Inconsistency Biases in Dynamic Data Pruning¶

Conference: ICLR 2026
OpenReview: https://openreview.net/forum?id=Zw1Uw7u6Su
Code: https://github.com/mrazhou/RePB
Area: Efficient Training / Dynamic Data Pruning
Keywords: Dynamic Data Pruning, Score Context Drift, Temporal Gradient Bias, Local Window Pruning, Cumulative Temporal Reweighting

TL;DR¶

This paper identifies that dynamic data pruning is hindered by two types of "inconsistency biases": Score Context Drift, caused by comparing importance scores across different model states, and Temporal Gradient Bias, resulting from non-uniform sampling across epochs. The proposed RePB framework (Local Window Pruning + Uniform Resampling + Cumulative Temporal Reweighting) structurally eliminates these biases, achieving or exceeding full training accuracy with an approximately 30% pruning rate across 16 datasets, 17 models, and 13 tasks.

Background & Motivation¶

Background: Dynamic data pruning (e.g., InfoBatch) accelerates training by discarding "low-information" samples in real-time. Unlike static pruning selected once before training, dynamic pruning adaptively adjusts the training subset as the model evolves, offering theoretically higher efficiency.
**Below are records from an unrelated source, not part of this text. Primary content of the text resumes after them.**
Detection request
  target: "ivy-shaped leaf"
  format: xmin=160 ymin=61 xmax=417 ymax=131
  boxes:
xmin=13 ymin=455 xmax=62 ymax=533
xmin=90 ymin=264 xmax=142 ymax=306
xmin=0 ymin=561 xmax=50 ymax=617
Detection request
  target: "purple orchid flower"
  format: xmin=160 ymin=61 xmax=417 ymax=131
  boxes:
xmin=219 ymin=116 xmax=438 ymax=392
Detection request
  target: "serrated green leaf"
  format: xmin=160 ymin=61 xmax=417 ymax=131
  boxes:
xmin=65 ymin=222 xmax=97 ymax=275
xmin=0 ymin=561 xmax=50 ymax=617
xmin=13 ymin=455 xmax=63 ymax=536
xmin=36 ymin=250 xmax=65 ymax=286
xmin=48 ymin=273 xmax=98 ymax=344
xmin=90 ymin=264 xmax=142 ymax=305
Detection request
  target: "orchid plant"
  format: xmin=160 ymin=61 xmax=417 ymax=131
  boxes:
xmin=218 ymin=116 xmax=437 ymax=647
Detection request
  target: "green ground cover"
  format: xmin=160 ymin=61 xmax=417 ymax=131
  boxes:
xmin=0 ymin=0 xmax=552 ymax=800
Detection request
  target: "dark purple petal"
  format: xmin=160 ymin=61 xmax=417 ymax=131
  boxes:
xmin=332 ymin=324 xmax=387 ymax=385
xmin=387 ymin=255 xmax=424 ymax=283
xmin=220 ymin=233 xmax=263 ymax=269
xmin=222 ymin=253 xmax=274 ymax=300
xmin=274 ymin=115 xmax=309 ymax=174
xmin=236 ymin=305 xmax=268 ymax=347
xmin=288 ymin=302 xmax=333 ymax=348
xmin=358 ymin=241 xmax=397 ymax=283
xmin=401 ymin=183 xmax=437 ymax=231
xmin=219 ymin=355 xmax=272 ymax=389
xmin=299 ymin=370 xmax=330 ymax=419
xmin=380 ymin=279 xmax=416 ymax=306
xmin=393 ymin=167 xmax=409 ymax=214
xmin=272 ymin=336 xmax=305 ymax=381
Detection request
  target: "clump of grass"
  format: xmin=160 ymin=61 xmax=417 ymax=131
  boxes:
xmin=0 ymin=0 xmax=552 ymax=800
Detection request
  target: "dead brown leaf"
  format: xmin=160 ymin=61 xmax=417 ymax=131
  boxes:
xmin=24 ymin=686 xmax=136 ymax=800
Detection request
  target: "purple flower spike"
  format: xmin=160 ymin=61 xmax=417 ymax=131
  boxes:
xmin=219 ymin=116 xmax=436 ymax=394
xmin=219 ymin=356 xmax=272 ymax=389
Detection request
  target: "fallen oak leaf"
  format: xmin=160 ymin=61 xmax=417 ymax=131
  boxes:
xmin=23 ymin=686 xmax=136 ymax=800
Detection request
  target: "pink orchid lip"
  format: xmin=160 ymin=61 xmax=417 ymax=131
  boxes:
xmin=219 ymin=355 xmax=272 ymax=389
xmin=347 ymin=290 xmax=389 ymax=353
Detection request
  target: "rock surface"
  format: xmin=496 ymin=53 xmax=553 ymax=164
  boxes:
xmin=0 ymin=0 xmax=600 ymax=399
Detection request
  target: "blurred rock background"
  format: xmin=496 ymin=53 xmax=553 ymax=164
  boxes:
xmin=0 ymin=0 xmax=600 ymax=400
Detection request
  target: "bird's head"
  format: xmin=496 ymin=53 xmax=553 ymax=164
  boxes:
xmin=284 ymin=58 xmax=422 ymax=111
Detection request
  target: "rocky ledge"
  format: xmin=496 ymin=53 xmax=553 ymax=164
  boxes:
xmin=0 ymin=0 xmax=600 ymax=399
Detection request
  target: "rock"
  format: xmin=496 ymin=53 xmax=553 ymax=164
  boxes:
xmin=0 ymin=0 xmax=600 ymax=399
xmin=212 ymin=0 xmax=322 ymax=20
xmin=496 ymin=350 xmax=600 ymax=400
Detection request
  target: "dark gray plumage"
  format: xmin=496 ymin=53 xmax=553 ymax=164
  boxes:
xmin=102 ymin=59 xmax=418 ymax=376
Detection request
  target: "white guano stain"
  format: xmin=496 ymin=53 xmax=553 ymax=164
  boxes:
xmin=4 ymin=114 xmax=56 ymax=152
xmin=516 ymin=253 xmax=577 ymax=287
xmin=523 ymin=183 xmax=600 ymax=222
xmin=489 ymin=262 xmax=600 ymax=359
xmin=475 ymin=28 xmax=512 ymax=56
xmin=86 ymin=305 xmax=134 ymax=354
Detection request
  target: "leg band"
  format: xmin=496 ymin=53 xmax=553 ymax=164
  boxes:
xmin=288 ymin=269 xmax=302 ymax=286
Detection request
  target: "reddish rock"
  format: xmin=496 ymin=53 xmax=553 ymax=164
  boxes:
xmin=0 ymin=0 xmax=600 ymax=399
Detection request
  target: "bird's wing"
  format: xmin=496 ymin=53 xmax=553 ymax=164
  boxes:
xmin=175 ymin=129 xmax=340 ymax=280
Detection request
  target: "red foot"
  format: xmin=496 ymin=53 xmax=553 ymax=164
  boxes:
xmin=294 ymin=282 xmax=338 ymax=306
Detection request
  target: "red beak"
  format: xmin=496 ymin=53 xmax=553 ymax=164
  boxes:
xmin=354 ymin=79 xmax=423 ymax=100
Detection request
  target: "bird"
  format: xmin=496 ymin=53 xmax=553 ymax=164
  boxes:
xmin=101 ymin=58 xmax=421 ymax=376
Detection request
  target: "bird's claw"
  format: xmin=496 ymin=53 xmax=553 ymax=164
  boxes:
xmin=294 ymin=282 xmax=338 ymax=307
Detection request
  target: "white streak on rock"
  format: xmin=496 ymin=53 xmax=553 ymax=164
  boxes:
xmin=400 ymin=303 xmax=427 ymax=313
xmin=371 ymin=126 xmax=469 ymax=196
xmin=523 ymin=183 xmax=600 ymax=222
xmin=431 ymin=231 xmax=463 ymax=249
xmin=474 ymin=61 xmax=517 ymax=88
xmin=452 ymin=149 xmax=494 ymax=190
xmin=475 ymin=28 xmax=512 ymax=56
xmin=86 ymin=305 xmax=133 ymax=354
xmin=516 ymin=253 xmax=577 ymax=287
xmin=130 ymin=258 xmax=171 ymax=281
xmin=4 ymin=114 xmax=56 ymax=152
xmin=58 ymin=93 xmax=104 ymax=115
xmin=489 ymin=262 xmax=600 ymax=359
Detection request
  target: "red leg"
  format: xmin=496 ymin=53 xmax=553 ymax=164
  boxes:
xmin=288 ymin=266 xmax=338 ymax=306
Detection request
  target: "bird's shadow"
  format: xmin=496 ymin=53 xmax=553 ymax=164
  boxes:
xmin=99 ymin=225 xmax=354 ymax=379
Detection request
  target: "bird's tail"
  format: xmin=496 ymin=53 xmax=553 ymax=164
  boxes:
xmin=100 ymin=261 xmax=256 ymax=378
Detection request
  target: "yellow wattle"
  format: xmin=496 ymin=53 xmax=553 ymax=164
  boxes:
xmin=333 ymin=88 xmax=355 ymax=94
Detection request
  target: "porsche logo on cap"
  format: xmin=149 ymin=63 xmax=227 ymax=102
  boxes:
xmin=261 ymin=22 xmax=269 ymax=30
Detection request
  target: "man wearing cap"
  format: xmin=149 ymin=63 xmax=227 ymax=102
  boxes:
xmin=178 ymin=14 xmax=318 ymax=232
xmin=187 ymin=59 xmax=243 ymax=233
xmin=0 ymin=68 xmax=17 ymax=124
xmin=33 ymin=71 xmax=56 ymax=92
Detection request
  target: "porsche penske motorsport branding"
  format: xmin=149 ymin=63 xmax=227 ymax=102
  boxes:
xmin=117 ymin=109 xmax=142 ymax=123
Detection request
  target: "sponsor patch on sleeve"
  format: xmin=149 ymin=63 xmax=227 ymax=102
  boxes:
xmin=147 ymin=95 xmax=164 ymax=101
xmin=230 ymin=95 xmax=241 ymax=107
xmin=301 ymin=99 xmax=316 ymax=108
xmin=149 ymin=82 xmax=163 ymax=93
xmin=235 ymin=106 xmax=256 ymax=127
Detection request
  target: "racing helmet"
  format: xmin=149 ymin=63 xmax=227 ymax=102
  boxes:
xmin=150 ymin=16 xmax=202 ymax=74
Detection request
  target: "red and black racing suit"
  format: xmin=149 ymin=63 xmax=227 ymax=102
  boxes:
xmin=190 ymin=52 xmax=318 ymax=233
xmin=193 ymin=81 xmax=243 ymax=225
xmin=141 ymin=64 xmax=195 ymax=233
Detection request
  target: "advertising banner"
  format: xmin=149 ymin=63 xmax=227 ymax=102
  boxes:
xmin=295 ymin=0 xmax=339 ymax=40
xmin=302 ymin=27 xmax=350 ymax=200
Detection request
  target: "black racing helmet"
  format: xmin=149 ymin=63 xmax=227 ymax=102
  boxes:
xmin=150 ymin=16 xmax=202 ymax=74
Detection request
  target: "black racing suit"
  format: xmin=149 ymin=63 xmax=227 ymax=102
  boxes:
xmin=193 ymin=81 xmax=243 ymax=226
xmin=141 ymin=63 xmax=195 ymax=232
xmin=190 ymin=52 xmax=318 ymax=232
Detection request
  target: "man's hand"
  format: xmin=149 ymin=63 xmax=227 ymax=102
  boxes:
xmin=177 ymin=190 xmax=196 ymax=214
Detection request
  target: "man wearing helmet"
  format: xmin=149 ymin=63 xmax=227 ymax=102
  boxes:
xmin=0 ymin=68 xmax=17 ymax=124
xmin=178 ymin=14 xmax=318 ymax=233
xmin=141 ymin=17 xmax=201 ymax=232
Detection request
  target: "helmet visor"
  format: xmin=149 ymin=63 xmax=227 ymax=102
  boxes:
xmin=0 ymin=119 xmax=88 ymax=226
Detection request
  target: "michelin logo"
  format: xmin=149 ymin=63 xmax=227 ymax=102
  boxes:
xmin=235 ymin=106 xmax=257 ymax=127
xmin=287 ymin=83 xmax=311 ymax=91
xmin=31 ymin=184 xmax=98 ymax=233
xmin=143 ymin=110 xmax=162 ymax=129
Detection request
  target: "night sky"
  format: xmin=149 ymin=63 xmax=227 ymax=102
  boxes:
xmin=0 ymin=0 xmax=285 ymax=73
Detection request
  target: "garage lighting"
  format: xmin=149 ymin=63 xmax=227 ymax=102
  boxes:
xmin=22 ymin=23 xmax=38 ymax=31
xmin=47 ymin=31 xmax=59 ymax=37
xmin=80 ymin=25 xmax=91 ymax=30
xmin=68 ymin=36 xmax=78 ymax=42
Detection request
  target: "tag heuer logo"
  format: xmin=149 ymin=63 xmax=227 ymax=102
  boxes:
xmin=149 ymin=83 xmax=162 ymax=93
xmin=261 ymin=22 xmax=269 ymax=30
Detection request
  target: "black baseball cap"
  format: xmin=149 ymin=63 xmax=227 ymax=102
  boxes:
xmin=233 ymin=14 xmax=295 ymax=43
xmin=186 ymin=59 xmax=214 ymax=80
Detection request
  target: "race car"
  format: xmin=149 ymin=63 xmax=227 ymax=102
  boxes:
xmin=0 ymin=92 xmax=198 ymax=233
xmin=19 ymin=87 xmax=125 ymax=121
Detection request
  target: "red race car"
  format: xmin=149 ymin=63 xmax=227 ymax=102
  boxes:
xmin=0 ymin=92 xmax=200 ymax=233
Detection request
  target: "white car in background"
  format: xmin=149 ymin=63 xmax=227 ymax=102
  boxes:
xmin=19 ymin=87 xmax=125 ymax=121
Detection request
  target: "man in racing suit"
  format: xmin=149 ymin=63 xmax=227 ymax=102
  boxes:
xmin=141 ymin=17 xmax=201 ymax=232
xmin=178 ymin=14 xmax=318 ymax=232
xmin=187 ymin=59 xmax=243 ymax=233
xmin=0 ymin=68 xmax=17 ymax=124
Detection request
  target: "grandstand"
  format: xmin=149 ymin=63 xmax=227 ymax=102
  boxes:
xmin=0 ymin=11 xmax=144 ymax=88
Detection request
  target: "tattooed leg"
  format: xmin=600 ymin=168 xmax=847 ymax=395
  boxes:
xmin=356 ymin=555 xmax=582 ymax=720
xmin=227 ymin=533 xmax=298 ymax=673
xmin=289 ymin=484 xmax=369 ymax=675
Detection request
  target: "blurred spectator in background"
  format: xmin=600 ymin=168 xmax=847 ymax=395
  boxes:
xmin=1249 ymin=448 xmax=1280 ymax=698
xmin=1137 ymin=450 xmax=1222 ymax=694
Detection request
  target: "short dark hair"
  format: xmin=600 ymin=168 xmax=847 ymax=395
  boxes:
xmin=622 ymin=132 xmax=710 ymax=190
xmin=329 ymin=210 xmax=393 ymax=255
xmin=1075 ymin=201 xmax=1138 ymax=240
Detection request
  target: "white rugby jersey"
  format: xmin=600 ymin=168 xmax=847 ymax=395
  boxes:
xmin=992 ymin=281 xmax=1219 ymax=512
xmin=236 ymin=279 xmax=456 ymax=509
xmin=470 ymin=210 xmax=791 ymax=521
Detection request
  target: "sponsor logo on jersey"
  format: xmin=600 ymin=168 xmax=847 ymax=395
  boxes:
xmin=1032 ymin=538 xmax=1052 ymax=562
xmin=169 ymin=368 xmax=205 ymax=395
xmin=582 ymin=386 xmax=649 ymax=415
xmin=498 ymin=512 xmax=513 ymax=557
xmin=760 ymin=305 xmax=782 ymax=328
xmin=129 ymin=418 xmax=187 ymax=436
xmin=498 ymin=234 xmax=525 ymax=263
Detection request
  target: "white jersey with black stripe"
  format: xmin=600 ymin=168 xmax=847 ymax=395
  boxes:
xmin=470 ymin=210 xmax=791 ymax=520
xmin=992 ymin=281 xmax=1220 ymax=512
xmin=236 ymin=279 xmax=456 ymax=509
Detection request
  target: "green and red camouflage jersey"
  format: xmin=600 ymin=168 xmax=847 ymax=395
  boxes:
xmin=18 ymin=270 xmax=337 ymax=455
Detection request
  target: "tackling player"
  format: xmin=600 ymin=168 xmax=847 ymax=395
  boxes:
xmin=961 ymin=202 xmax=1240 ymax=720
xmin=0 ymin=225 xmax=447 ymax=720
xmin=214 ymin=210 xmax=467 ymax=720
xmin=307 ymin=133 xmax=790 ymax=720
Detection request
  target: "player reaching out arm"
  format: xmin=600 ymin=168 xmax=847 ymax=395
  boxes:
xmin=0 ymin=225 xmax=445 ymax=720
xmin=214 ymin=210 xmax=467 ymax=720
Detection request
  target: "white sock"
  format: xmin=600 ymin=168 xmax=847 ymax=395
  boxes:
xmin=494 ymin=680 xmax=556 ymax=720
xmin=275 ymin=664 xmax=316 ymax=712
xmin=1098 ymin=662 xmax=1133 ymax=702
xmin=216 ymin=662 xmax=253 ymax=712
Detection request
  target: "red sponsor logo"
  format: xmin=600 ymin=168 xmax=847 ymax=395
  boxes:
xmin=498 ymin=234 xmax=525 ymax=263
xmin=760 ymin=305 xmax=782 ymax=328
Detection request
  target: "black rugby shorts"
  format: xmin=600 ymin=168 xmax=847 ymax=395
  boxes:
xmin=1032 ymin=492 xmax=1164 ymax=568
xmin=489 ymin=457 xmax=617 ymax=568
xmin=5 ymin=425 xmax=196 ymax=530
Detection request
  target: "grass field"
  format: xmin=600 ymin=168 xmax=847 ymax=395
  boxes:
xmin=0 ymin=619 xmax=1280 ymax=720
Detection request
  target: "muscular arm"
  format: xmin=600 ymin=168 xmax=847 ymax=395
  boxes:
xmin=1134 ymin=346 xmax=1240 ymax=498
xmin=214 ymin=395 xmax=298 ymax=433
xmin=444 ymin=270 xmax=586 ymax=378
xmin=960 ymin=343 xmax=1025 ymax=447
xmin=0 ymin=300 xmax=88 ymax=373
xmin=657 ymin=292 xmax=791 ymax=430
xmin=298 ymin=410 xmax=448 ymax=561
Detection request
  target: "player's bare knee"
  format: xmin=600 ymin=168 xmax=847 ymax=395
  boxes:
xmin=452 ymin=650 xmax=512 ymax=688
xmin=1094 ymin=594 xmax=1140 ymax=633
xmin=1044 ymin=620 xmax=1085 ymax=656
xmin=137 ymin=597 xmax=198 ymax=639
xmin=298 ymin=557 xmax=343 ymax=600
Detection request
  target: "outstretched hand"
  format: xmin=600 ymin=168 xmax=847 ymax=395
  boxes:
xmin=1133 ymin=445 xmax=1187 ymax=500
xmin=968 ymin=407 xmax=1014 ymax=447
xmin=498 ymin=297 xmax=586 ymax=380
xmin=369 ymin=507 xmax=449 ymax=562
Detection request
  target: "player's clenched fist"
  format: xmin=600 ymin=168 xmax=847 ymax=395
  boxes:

Limitations of Prior Work: This work identifies two inherent consistency issues in dynamic pruning: (1) Score Context Drift: Importance scores (loss, gradient norms, etc.) are calculated using the "current model state," but model parameters drift continuously. Comparing scores calculated under asynchronous states and different parameters lacks statistical comparability, leading to unreliable pruning decisions; (2) Temporal Gradient Bias: Repeatedly selecting non-uniform subsets per epoch causes the effective sampling distribution to shift relative to standard uniform sampling, distorting the expected cumulative gradient trajectory and potentially harming convergence or pushing the model toward sub-optimal points.

Key Challenge: Dynamic pruning seeks the flexibility of "evolving with the model," but this flexibility creates the fundamental obstacles of "incomparable scores" and "biased gradients"—the more dynamic the process, the greater the bias.

Goal: To fundamentally resolve score comparison validity and long-term gradient bias at the mechanism level without sacrificing the stability and reliability of standard training.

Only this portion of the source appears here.